INTUITION FAILS IN HIGH DIMENSIONS Curse of dimensionality Correct generalizing becomes exponentially harder as the dimensionality (number of features) of the examples grows, because a fixed-size training set covers a dwindling fraction of the input space. When gathering more features, their benefits may be outweighed by the curse of dimensionality. For this reason add new attributes only if they bring new information (do not use highly correlatng features).

FEATURE ENGINEERING IS THE KEY I. The most important factor of ML project is the features used. With many independent features that each correlate well with the predicted class, learning is easy. On the other hand, if the class is a very complex function of the features, you may not be able to learn it. ML is often the quickest part, but that’s because we’ve already mastered it pretty well! Feature engineering is more difficult because it’s domain-specific, while learners can be largely general-purpose.

FEATURE ENGINEERING IS THE KEY II. One of the holy grails of machine learning is to automate the feature engineering process. Today it is often done by automatically generating large numbers of candidate features and selecting the best by (say) their information gain with respect to the predicted class. Bear in mind that features that look irrelevant in isolation may be relevant in combination. On the other hand, running a learner with a very large number of features to find out which ones are useful in combination may be too time-consuming, or cause overfitting.

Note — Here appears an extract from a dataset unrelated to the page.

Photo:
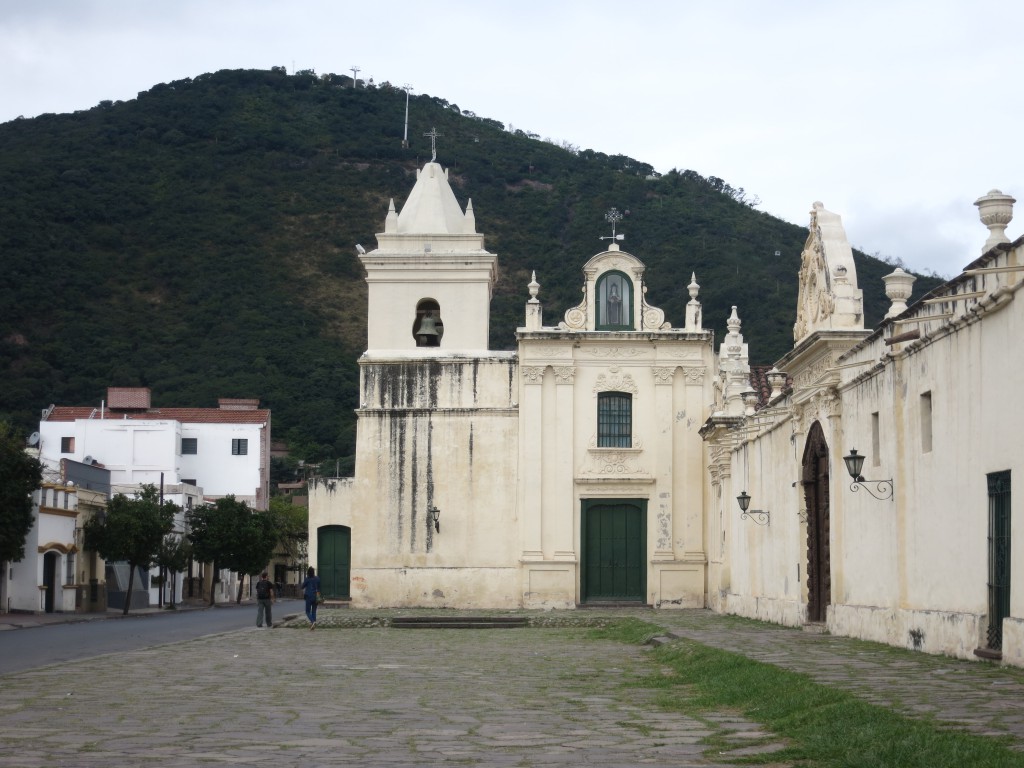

MORE DATA BEATS A CLEVERER ALGORITHM I. ML researchers are mainly concerned with creation of better learning algorithm, but pragmatically the quickest path to success is often to just get more data. This does bring up another problem, however: scalability. In most of computer science, the 2 main limited resources are time and memory. In ML, there is a 3rd one: training data. Bottleneck changed from data to time

MORE DATA BEATS A CLEVERER ALGORITHM II. Try the simplest learners first (e.g., naive Bayes before logistic regression, k-nearest neighbor before support vector machines). More sophisticated learners are seductive, but they are usually harder to use, because they have more knobs you need to turn to get good results. Learners can be divided into two major types: those whose representation has a fixed size, like linear classifiers, and those whose representation can grow with the data, like decision trees. Fixed-size learners can only take advantage of so much data. Variable-size learners can in principle learn any function given sufficient data, but in practice they may not, because of limitations of the algorithm (e.g., greedy search falls into local optima) or computational cost. Because of the curse of dimensionality, no existing amount of data may be enough. For this reason, clever algorithms — those that make the most of the data and computing resources available — often pay off in the end, provided you’re willing to put in the effort.

LEARN MANY MODELS, NOT JUST ONE Enasamble, ensamble, ensamble Bagging - the simplest technique, which simply generate random variations of the training set by resampling, learn a classifier on each, and combine the results by voting. This works because it greatly reduces variance while only slightly increasing bias. Boosting - training examples have weights, and these are varied so that each new classifier focuses on the examples the previous ones tended to get wrong. Stacking - the outputs of individual classifiers become the inputs of a “higher-level” learner that figures out how best to combine them.